Although the company resumed operations in most of its properties, traffic is still below pre-pandemic levels. In spite of sequential improvements, the company is cautious about the ongoing uncertain macroeconomic environment. Also, a rise in expenses is a headwind. Per our model, expenses for rooms, casino and food and beverage in 2023 are likely to increase 9.4%, 30.8% and 10.9%, respectively, on a year-over-year basis.

Zacks Rank & Key Picks

MGM Resorts currently carries a Zacks Rank #3 (Hold).

Some better-ranked stocks in the Zacks Consumer Discretionary sector are as follows:

Royal Caribbean Cruises Ltd. RCL sports a Zacks Rank #1 (Strong Buy). The company has a trailing four-quarter earnings surprise of 26.4%, on average. Shares of RCL have surged 195.4% in the past year. You can see the complete list of today’s Zacks #1 Rank stocks here.

The Zacks Consensus Estimate for Royal Caribbean Cruises’ 2023 sales and EPS indicates a rise of 48.7% and 162.9%, respectively, from the year-ago period’s levels.

Trip.com Group Limited TCOM flaunts a Zacks Rank #1. The company has a trailing four-quarter earnings surprise of 147.9%, on average.

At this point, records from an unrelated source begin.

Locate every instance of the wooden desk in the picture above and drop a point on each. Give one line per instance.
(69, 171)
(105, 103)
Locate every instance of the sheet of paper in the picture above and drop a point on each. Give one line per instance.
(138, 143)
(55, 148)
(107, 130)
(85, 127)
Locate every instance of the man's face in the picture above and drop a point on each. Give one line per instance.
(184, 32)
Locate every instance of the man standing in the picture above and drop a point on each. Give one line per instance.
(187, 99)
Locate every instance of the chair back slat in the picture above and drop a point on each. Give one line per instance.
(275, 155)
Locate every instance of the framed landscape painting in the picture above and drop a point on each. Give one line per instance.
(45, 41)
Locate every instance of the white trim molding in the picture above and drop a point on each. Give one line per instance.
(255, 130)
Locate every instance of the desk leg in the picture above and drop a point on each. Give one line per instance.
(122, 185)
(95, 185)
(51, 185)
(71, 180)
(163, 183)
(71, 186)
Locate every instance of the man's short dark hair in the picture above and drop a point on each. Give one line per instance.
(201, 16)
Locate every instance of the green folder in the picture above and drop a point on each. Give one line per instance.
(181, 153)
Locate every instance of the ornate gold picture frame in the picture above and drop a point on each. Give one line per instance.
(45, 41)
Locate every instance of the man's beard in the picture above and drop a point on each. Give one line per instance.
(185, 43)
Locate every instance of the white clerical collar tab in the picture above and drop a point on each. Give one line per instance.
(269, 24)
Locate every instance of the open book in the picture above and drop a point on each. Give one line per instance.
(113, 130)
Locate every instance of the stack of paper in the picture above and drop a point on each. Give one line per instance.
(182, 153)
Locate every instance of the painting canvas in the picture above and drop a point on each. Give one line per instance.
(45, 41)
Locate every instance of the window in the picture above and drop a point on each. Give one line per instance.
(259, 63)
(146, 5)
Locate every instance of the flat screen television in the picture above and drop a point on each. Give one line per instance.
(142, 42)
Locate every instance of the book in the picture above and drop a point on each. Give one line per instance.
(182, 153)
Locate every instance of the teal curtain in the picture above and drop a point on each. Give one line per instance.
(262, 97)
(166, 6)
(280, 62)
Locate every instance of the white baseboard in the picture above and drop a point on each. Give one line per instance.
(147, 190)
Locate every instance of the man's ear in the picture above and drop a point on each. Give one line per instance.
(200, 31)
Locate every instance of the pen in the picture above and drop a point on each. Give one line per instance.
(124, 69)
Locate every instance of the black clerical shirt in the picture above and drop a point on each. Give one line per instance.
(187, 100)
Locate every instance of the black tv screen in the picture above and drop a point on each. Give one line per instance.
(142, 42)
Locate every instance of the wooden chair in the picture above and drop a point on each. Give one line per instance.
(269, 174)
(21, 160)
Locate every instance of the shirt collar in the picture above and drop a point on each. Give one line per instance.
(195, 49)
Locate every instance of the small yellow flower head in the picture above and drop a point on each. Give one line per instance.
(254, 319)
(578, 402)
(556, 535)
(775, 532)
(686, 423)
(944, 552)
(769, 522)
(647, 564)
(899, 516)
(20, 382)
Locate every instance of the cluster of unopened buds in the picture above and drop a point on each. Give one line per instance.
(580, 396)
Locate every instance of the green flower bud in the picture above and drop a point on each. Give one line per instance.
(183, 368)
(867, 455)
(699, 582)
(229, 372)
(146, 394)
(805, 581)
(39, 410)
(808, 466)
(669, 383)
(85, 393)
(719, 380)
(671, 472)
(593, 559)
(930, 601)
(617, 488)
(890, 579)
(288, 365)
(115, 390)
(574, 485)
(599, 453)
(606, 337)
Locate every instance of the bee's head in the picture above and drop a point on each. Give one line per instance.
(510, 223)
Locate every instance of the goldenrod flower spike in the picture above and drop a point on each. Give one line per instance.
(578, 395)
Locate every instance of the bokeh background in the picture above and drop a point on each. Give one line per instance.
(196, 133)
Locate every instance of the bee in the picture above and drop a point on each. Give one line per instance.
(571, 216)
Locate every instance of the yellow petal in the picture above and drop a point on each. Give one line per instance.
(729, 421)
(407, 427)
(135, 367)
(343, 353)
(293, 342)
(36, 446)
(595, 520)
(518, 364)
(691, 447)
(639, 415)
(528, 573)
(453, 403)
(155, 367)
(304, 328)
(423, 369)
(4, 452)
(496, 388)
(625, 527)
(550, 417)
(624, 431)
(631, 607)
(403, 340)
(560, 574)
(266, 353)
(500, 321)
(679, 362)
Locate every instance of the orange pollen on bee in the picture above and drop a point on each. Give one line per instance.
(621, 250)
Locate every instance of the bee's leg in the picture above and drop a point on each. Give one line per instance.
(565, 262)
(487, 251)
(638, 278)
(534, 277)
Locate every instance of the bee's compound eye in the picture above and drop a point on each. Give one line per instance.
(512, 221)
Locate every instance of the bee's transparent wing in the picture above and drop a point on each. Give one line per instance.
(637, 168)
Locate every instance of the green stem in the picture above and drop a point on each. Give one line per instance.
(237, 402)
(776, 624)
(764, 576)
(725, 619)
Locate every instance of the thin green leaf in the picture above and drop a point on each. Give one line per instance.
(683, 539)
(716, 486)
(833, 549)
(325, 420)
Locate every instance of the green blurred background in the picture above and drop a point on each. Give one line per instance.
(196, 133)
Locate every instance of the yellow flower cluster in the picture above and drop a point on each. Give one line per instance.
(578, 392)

Shares of TCOM have increased 27.2% in the past year.

The Zacks Consensus Estimate for Trip.com Group’s 2023 sales and EPS implies an increase of 101.6% and 531%, respectively, from the year-ago period’s levels.

OneSpaWorld Holdings Limited OSW currently carries a Zacks Rank #2 (Buy). OSW has a trailing four-quarter earnings surprise of 65.8%, on average. Shares of OSW have increased 57.8% in the past year.  

The Zacks Consensus Estimate for OSW’s 2023 sales and EPS indicates a rise of 33.9% and 89.3%, respectively, from the year-ago period’s levels.